Wednesday, August 01, 2007

Clinton is afraid of competition - Barack Obama is coming

The warm glow of party unity surrounding the Democrats in Washington is gone, chased away by Senator Hillary Clinton after last Monday’s CNN/YouTube “debate”. Why did she do it? Because she’s scared to death of Senator Barack Obama.

It started when they were both asked whether they would, in the first year of their administration, meet with the leaders of rogue nations. Senator Obama went first saying, “I would. The notion that somehow not talking to countries is punishment to them, which has been the guiding diplomatic principle of this administration, is ridiculous.” Senator Clinton came back with, “I will not promise to meet with the leaders of these countries during my first year. I will promise a very vigorous diplomatic effort. I don’t want to be used for propaganda purposes. I don’t want to make a situation even worse.”

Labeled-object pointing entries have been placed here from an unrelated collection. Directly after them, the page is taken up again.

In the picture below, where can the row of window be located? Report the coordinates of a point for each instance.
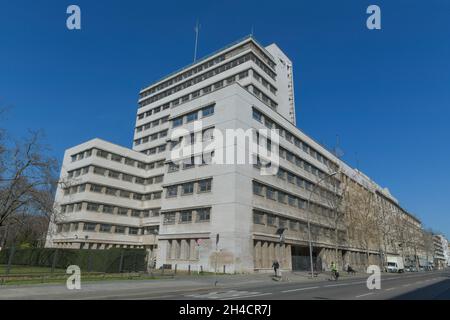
(112, 192)
(187, 216)
(202, 67)
(154, 110)
(154, 150)
(269, 123)
(110, 209)
(190, 96)
(127, 177)
(299, 181)
(188, 163)
(263, 97)
(201, 136)
(264, 82)
(229, 65)
(289, 199)
(193, 116)
(188, 188)
(105, 228)
(151, 137)
(113, 157)
(272, 220)
(152, 124)
(115, 175)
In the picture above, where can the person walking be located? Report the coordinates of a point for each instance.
(275, 267)
(334, 272)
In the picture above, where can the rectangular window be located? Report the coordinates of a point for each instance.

Had it stopped there, it would have been a one-day story. But it didn’t. On Tuesday, Senator Clinton was in Iowa (where she’s nervous about trailing John Edwards) and broke the cardinal rule for front-runners: do not engage your opponents.

She was baited into it by a reporter saying that Senator Obama’s statement that the time to ask how we were going to get out of Iraq was before we got in meant he was suggesting she didn’t think enough about an exit strategy before her vote to authorize the use of force. And man did she ever take the bait. She responded with, “I would not vote that way were I to do it over again,” and the reporter had her on the defensive.

He pressed on, asking if her answer to the question about meeting with leaders of rogue nations was a reversal of her statement in April that she “thinks it’s a terrible mistake for our President to say he won’t talk to bad people.” She didn’t see it as a reversal and said Senator Obama’s response was, “irresponsible and, frankly, naïve.” It would be one thing if a campaign staffer made this statement, but when it comes from the candidate herself, it is a serious breach of protocol and a genuine escalation of rhetoric. Then it was on.

Senator Obama came back firing with both barrels on Wednesday saying, “if you want to talk about irresponsibility and naïveté, look at her vote to authorize George Bush to send our troops into Iraq without an exit plan and then asking the Pentagon about what the plan is five years later.” Then on Thursday, he drove the point home, burying Senator Clinton’s attempt to make hay out of all of this by saying, “I’m not afraid of losing the PR war to dictators, I’m not going to hide behind a bunch of rhetoric. I don’t want a continuation with Bush-Cheney. I don’t want Bush-Cheney light. I want a fundamental change.”

By then, Senator Clinton had clearly given up the fight and was trying to act like she didn’t start it by saying, “Well, this is getting kind of silly. I’ve been called a lot of things in my life but I’ve never been called George Bush or Dick Cheney certainly.” Then she tried to take another shot on the way out with, “We have to ask what’s ever happened to the politics of hope?”

There’s an expression we use on the block (in the ‘hood, around the way, whatever you want to call it) when someone starts something they can’t finish: we say “they don’t want none.” By the end of the week, Senator Obama knew Senator Clinton really didn’t want none, so he came back with, “The notion that we can’t have a substantive argument, or that I can’t challenge some of their conventional wisdom without somehow sacrificing the broader themes of our campaign – which is to bring people together and change the tone of politics – I think makes no sense.”

And with that, it was over. Senator Clinton had tried, and failed, to play up what she perceives to be her advantage over Senator Obama: her so-called experience. The only thing she succeeded in doing was to show that Senator Obama, a truly nice guy, is not to be trifled with. He took her best shot, blocked it with his gloves, dipped his shoulder, and counter-punched. And while neither of them is likely to deliver a knockout blow between now and Super Tuesday, Senator Clinton will certainly think twice about getting back in the ring with Senator Obama unless it’s really necessary. If she was afraid of him before last week (and clearly she was), she’s got to be petrified of a one-on-one debate with him now. She’s seen his punching power and she knows she doesn’t have the chin to take it.